If all you wanted for Christmas this year was to see the Supreme Court take up the question of whether the presumption of prudence is the applicable standard in reviewing breach of fiduciary duty claims related to investments in employer stock, prepare to be disappointed (and to consider expanding your wish list for next year).
In 2012, the best chances for the Supreme Court to consider this issue that has shaped the landscape of ERISA stock drop litigation were (1) In re Citigroup ERISA Litigation and Gearren v. McGraw-Hill Cos., Inc., which were argued in tandem before the Second Circuit; and (2) the Sixth Circuit’s decision in Pfeil v. State Street Bank & Trust Company.

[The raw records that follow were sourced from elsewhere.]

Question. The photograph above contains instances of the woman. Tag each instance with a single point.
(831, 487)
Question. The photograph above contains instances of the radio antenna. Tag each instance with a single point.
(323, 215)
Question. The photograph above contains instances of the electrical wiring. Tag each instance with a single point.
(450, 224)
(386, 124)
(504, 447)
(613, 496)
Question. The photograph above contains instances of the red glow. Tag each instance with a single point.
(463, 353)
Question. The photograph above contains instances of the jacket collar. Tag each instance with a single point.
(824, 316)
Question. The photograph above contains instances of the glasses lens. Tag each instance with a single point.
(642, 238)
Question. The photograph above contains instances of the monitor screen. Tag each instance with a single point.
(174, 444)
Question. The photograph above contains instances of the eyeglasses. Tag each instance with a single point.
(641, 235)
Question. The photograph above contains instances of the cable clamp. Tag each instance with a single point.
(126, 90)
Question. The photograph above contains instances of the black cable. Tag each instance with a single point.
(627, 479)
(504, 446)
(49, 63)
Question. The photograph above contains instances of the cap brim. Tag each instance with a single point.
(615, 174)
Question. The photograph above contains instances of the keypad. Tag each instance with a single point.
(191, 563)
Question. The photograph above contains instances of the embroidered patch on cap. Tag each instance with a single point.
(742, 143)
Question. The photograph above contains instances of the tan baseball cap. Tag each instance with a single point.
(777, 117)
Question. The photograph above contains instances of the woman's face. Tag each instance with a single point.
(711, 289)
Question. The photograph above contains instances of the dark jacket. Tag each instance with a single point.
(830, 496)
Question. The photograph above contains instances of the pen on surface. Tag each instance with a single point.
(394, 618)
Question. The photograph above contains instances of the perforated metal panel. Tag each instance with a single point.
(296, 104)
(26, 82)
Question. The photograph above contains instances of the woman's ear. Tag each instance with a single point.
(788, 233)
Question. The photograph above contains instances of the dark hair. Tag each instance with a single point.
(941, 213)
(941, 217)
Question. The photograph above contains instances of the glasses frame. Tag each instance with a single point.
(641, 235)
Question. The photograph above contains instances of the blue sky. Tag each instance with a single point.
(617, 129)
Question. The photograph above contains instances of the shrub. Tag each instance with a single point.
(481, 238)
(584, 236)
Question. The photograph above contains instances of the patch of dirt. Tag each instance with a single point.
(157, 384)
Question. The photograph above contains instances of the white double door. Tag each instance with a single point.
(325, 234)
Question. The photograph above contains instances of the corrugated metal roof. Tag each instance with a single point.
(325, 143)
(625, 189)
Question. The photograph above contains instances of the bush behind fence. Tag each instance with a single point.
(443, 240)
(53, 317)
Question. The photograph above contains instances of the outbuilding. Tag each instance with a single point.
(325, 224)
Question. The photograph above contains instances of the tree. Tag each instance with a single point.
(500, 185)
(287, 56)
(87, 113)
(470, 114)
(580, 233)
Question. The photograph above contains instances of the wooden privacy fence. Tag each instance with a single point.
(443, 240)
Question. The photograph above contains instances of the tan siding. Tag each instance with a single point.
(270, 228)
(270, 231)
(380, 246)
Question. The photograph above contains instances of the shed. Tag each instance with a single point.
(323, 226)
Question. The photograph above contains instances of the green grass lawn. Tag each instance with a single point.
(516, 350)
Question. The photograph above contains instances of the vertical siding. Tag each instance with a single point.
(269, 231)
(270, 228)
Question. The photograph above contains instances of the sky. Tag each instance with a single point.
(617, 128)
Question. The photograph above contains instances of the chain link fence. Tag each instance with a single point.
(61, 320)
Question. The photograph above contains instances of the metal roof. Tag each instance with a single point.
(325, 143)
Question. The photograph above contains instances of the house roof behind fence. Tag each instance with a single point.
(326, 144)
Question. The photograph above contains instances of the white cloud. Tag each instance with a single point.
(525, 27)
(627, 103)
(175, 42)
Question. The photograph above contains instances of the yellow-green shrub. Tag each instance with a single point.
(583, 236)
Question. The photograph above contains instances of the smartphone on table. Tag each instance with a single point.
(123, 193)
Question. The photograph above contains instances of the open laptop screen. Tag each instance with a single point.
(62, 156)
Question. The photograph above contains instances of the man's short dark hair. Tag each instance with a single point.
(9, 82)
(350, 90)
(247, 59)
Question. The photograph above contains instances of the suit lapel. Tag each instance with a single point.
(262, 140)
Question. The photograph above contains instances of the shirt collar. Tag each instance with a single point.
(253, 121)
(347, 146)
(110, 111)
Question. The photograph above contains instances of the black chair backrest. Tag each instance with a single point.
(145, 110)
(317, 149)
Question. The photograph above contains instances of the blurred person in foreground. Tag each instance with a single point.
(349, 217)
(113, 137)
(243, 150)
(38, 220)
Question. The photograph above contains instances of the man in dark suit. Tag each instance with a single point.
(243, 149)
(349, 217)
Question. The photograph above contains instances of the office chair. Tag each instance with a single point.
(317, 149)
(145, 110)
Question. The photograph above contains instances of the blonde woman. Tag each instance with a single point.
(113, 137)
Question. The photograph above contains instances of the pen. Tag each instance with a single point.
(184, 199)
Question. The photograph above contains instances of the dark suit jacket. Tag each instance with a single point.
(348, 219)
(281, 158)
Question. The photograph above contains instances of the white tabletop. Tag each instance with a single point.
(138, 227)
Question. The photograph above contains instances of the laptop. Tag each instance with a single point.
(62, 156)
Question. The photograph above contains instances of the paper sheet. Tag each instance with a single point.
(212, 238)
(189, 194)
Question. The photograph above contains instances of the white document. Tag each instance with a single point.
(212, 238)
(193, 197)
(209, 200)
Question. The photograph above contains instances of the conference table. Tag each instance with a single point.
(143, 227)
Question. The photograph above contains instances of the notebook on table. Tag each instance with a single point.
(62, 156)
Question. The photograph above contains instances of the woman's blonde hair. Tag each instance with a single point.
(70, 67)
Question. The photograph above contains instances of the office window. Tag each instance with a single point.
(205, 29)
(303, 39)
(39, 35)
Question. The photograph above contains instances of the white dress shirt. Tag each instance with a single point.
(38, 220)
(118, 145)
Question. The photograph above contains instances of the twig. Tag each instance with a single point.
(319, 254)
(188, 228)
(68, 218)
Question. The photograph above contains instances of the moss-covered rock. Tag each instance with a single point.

On October 15, 2012, the Supreme Court denied the petitions for writs of certiorari regarding Citigroup and Gearren. The petitions were submitted by the plan participants who were seeking the high Court’s review of the dismissal of their putative stock drop class actions against respective employers. The Second Circuit upheld the dismissal of the complaints due to the plaintiffs’ failure to overcome what is commonly referred to as the Moench presumption—the presumption that investing in company stock is presumed to be prudent , absent dire circumstances. For more information on the Second Circuit’s decisions in Citigroup and Gearren, please read our advisory.
In Pfeil v. State Street Bank & Trust Co., 671 F.3d 585 (6th Cir. 2012), the Sixth Circuit became the first and only Circuit Court to hold that the presumption of prudence does not apply at the pleadings stage. For more information on Pfeil, read our blog entry on “ERISA Stock Drop Actions: The Class of 2012,” by clicking here.
In light of this controversial holding, and the resulting split in the Circuits with regard to the application of the presumption, there was some thought that the Supreme Court might pick up Pfeil for review.
However, in submitting its petition for writ of certiorari, State Street avoided the key holding of Pfeil—i.e., the holding that the plan participants had alleged sufficient facts to overcome the presumption of prudence. Rather, State Street chose to focus on more narrow issues, including: (1) whether ERISA Section 404(c) (which immunizes fiduciaries from liability for selecting and maintaining investment options) can be applied at the motion to dismiss phase; and (2) the applicable standard for causation and whether the plan participants alleged a plausible causal connection between the alleged fiduciary breach by State Street and the losses suffered by the plan. See State Street's Petition for Writ of Certiorari, 2012 WL 3724740, at *12-17.
In Pfeil, the Sixth Circuit held that the safe harbor of ERISA Section 404(c) is not applicable at the pleadings stage and is “not appropriate for consideration on a motion to dismiss when, as here, the plaintiffs did not raise it in the complaint.” Pfeil, 671 F.3d at 598. The Sixth Circuit went on to “join other circuits in recognizing that section 404(c) is an affirmative defense to a claim for breach of fiduciary duty under ERISA, on which the party asserting the defense bears the burden of proof.” Id. at 599 (citing Hecker v. Deere & Co., 556 F.3d 575, 588 (7th Cir. 2009); Langbecker v. Elec. Data. Sys. Corp., 476 F.3d 299, 309 (5th Cir. 2007); Allison v. Bank One–Denver, 289 F.3d 1223, 1238 (10th Cir. 2002); In re Unisys Sav. Plan Litig., 74 F.3d 420, 446 (3d Cir.1996)).
The Sixth Circuit also held that the safe harbor defense does not apply under the circumstances because it does not relieve fiduciaries of the responsibility to screen investments. The Court determined that, although the plaintiffs “must eventually prove causation to prevail on their claims, . . . the plaintiffs have plausibly pleaded causation to survive State Street's motion to dismiss.” Pfeil, 671 F.3d at 596.
On December 3, 2012, the Supreme Court denied State Street’s petition for a writ of certiorari, without comment. State Street Bank & Trust Co. v. Pfeil, No. 12-256, 2012 WL 4009309, at *1 (U.S. Dec. 3, 2012) (“The petition for a writ of certiorari is denied.”)
Thus, the Sixth Circuit continues to effectively stand alone in its wholesale rejection of the Moench presumption at the pleadings stage. Perhaps 2013 will ring in more opportunities for the Supreme Court to consider the Moench presumption and when it should be applied, if at all, in the course of ERISA stock drop litigation.